In June, euro zone CPI inflation stabilized at 2.7% Y/Y, while the consensus was looking for a pick up to 2.8% Y/Y after a slight decline in May. This outcome is in line with the German data, released earlier this week and indicates that the annual rate of inflation is stabilizing at high levels as oil and commodity prices dropped further in June. The downward surprise in inflation is unlikely to prevent the ECB from raising rates next week, but it will be interesting to see the inflation remarks at Trichet’s press conference as the ECB sounded a bit softer on inflation in June.
Euro zone M3 money supply picked up in May after an unexpected decline in April. On an annual basis, M3 growth accelerated from 2.0% Y/Y to 2.4% Y/Y, while only a slight increase was expected (to 2.1% Y/Y). Lending data show a stabilization in growth of loans to households (3.4% Y/Y) and also growth in loans to non-financials stayed unchanged in May (at 0.9% Y/Y). The monthly flow in loans to non-financials was positive (10 from -2 in April). Monetary and credit growth remains very moderate, but continues to pick slowly, which is an encouraging sign.

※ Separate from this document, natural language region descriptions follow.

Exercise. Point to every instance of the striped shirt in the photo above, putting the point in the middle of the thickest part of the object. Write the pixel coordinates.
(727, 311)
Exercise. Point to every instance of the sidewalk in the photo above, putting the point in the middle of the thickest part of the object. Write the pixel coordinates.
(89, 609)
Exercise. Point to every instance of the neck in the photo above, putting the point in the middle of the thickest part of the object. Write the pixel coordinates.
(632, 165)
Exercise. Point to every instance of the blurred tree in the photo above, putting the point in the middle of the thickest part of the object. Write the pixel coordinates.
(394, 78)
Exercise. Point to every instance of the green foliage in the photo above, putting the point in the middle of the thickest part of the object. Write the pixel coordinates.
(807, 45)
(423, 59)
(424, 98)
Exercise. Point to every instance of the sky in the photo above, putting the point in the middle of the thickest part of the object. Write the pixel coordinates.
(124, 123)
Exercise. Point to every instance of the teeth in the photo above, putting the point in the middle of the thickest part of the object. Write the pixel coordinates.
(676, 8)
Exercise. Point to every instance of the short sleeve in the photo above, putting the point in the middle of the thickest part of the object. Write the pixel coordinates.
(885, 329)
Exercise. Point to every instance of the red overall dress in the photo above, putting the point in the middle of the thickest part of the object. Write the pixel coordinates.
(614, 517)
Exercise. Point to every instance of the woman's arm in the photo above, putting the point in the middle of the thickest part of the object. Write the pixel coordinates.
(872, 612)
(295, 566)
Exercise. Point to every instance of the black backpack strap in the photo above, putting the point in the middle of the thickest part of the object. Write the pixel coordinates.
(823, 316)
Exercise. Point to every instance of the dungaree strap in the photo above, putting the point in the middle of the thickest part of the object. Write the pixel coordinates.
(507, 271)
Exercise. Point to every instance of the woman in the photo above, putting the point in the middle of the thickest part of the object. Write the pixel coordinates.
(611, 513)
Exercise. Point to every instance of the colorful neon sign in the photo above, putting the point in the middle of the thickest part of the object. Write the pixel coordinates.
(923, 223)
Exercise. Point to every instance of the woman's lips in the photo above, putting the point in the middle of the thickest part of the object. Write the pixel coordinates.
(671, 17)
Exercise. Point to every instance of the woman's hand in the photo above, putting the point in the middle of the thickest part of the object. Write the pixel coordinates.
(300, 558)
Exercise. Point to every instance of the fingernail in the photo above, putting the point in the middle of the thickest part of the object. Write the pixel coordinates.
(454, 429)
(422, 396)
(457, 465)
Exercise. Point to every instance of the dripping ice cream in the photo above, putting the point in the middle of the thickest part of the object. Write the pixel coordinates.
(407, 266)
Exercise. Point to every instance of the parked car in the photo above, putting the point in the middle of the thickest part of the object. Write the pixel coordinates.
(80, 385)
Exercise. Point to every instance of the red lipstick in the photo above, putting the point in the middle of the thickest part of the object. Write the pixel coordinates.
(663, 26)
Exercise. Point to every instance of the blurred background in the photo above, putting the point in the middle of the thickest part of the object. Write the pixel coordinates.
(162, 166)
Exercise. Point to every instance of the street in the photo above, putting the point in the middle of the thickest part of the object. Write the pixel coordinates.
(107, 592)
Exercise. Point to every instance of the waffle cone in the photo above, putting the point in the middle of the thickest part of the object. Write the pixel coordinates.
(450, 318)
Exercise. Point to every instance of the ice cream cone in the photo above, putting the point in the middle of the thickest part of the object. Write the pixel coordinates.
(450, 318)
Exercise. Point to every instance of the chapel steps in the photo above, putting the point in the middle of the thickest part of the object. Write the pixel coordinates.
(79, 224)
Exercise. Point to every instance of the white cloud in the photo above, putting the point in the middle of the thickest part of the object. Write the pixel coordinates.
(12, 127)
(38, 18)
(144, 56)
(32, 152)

German unemployment fell by 8 000 in June to a total number of 2.967 million, less than the expected 17 000 decline. As a result, the unemployment rate stayed unchanged at 7%, the lowest level since the publication of unified German figures. Employment increased by 34 000 in May and the number of vacancies rose by 2 000 in the same month. The downward trend in unemployment has eased somewhat recently. While the figures were slightly weaker than the consensus, there is no doubt that the German labour market remains exceptionally strong.